鳳雛淵見杜染音沒有答話,卻瞧了自己一眼,此時心情也是好了許多:“你想念安紫與商夜畫么,你若是想念她們,我安排你們見面怎么樣。”
杜染音沉思半晌,她也急切的需要知道她們的情況,順便打探連無雅的情況,看著鳳雛淵期待的眼神,終是輕輕點了點頭。
鳳雛淵滿心歡喜:“那下午吧,下午我讓人把她們帶來。”見杜染音也不說話,他又自顧自的:“你若真的想她們,我現在就帶你去吧,她們被我安排在這里不遠的清寧宮。”

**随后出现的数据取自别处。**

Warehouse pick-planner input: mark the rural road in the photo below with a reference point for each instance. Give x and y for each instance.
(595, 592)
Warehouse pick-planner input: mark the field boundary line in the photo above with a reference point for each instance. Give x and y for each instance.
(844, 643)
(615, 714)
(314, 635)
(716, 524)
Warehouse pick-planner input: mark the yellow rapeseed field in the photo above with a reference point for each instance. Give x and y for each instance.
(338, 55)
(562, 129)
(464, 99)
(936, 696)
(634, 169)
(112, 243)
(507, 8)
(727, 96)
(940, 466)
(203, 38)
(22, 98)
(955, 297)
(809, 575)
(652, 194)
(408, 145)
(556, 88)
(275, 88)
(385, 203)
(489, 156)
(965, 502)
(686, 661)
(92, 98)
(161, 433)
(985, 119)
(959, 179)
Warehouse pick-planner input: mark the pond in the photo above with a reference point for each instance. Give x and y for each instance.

說著便是引路作勢要帶杜染音前去,杜染音沉吟片刻,如今她已是鳳雛淵手上的人質,若真想對她有所不利也不用費這許些工夫,便也沉聲跟在鳳雛淵身旁往外走。
一路上鳥語花香,宮中的美景宜人,只是杜染音卻沒心情看這些,聽著鳳雛淵對她說著北歷皇宮花園的來歷,一會又介紹著各類名花,很是熱情的樣子。
兩個人一個不停的說著什么,一個垂首沉默,一路上遇上的宮女太監行著禮,也悄然對二人投去好奇的目光,宮中沒有秘密,昨晚發生的事情很多人都是知道的,只是昨晚的人質竟讓陛下這樣的態度,更是如此輕慢皇上,眾人不禁心生疑竇。

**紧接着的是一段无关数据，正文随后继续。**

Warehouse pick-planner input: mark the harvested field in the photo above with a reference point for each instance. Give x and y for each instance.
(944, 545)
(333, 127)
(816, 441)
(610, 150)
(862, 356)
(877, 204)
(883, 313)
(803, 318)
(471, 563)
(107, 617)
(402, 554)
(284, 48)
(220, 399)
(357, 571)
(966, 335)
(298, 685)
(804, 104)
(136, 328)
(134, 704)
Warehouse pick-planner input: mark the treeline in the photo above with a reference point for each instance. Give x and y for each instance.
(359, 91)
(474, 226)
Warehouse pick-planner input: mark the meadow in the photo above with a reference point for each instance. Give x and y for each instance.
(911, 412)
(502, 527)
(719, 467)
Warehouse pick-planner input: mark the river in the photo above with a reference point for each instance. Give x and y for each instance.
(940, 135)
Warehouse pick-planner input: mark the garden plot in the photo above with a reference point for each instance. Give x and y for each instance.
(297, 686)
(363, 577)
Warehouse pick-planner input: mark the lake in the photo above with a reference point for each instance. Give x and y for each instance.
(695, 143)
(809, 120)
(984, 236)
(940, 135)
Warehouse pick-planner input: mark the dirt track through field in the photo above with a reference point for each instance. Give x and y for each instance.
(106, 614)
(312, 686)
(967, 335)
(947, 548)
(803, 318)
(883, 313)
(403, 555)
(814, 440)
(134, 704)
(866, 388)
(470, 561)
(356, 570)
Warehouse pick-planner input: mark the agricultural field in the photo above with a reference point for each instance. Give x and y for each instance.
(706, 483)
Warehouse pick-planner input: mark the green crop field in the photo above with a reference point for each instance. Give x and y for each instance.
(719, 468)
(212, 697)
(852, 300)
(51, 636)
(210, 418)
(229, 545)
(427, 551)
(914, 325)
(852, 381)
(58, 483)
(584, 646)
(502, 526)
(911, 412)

一路前行,幾柱香的工夫便是到了清寧宮,本是在不遠處,偏偏鳳雛淵選了條風景宜人的小路,也耽擱了一些時間。
踏進清寧宮,正有宮女在庭院中清掃著落葉,小太監見來了人,忙要揚聲稟報,卻被鳳雛淵揮手止住。
杜染音看著這院中宮女與太監安靜行禮的樣子,心知鳳雛淵說的應該不是假話,他確實沒有難為商畫夜與安紫。
走到屋前,杜染音突然停下了腳步,鳳雛淵往前走了兩步,發現身側的人沒有跟上,便轉過頭對杜染音笑道:“怎么了,都到門前了,你不進去么。”他這一路心情好了許多,此時與杜染音說話聲音也是溫柔了幾分。
杜染音也不語,只是定定的看著他,鳳雛淵一頭霧水:“怎么這樣看著我?”說罷卻是心中一動,杜染音肯定是想進去的,不然也不會跟他到這里,只是她不想讓自己跟進去吧。
本來好了幾分的心情又是低落了下來,只是他面上也不顯露,依舊笑的溫柔:“快進去吧,你們姐妹那么久沒見,好好敘敘話吧。”說罷轉身走到她面前,走到她身側時聲音溫雅:“我便不進去了,你們女子敘話,我在應是不太方便的。”說罷便是大踏步往外走去:“我便在這旁邊的玉蘭園等你吧,聽說那里的玉蘭開了,我正想去看看呢。”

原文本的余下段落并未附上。